Matlab and Python files for PhD topic "Ensemble Learning of High Dimensional Datasets"
This folder contains the files to reproduce the results and figures in "Ensemble Learning of High Dimensional Datasets". External codes are not included in the repository but can be downloaded from their original sources. The external codes include
- Linear Discriminant Analysis https://www.mathworks.com/matlabcentral/fileexchange/29673-lda-linear-discriminant-analysis
- L1-Magic https://statweb.stanford.edu/~candes/l1magic/
- MatConvNet http://www.vlfeat.org/matconvnet/
Also not included are the weights for the deep neural networks, and the image, audio and the UCI datasets. These however can be downloaded from
- Deep Neural Network Weights : http://www.vlfeat.org/matconvnet/pretrained/
- Imagenet ILSVRC 2012 : http://www.image-net.org/challenges/LSVRC/2012/
- Images: http://sipi.usc.edu/database/
- Audio:
- Danse Arabe :- https://freesound.org/people/FreqMan/sounds/42956/
- Nature sounds :- https://freesound.org/people/IchBinChrist/sounds/424288/
- Human Speech :- https://freesound.org/people/tim.kahn/sounds/71744/
- UCI datasets:
The folder Utility contains helper codes that should be included via the addpath command. Details for the codes in this folder are as descibed in the next section Other folders organizes the codes by the chapters they are used in including codes used for analysis and not discussed anywhere in the thesis.

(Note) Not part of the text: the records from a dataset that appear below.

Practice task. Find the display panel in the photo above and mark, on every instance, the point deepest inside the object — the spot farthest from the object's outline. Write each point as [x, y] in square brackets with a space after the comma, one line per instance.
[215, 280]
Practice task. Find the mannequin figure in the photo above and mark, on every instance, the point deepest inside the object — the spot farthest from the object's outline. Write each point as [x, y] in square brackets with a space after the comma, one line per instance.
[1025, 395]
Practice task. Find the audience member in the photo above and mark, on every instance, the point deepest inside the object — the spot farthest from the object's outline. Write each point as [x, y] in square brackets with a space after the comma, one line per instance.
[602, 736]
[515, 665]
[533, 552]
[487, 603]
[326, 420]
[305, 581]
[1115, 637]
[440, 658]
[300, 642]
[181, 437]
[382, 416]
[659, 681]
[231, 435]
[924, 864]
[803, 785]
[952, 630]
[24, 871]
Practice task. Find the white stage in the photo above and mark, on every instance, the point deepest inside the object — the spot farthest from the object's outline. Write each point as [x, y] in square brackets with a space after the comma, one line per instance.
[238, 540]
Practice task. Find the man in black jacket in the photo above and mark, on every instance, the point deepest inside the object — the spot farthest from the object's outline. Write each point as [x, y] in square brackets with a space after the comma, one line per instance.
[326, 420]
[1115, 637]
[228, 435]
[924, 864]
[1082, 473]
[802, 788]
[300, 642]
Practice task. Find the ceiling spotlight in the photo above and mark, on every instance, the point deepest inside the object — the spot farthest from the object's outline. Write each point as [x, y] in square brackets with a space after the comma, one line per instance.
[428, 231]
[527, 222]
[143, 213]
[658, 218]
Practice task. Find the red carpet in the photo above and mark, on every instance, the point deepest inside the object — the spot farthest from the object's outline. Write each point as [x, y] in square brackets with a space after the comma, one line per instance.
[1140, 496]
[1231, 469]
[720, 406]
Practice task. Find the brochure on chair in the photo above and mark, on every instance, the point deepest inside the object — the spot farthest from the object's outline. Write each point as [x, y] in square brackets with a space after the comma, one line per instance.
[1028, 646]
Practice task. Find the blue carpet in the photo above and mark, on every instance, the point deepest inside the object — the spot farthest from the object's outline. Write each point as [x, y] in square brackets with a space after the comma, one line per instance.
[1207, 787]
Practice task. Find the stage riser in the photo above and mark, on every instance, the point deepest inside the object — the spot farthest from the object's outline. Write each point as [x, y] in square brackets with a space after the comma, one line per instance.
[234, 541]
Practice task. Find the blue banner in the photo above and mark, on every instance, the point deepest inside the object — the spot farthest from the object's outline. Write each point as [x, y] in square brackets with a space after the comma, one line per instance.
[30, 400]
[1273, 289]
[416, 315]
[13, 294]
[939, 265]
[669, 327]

- CreateAxes :- creates a MxN grid of axes according to the dimensions specified and settings specified. Grid has shared legends. Code was written later in the research when it became obvious that manually arranging ~1000 figures was distracting from more productive work
- HouseHolder_nv :- defines the householder normal vector with chracteristics specified by vector v. Implements Algorithms C.1
- binRandGen : generates non-i.i.d binary vectors with specific "densities"
- cummBinnProb : cdf calculator for binomial distributions
- cummPolyaProb : calculates majority vote ensemble accuracy as per P.E. distribution
- rand* : Generates various random projections
Codes in this folder requires the images, audio, and UCI-DOROTHEA datasets
- ImageWrapper : This code reproduces the figures in the section on the empirical corroboration for image datasets (Figures: )
- ImageWrapperStratified : This code reproduces the figures in the section on the empirical corroboration for image datasets with stratified sampling(Figures: )
- SparseWrapper : This code reproduces the figures in the section on the empirical corroboration on real world sparse binary vectors (Figures:
- AudioWrapper : This code reproduces the figures in the section on the empirical corroboration for audio dataset
- SynthBinWrapper : This code reproduces the figures in the section on the empirical corroboration for synthetic testcases. Note that the features are not IID (Figures: )
- SynthRandWrapper : This code empirically corroborate our theory when the features are not generated by a bernoilli process.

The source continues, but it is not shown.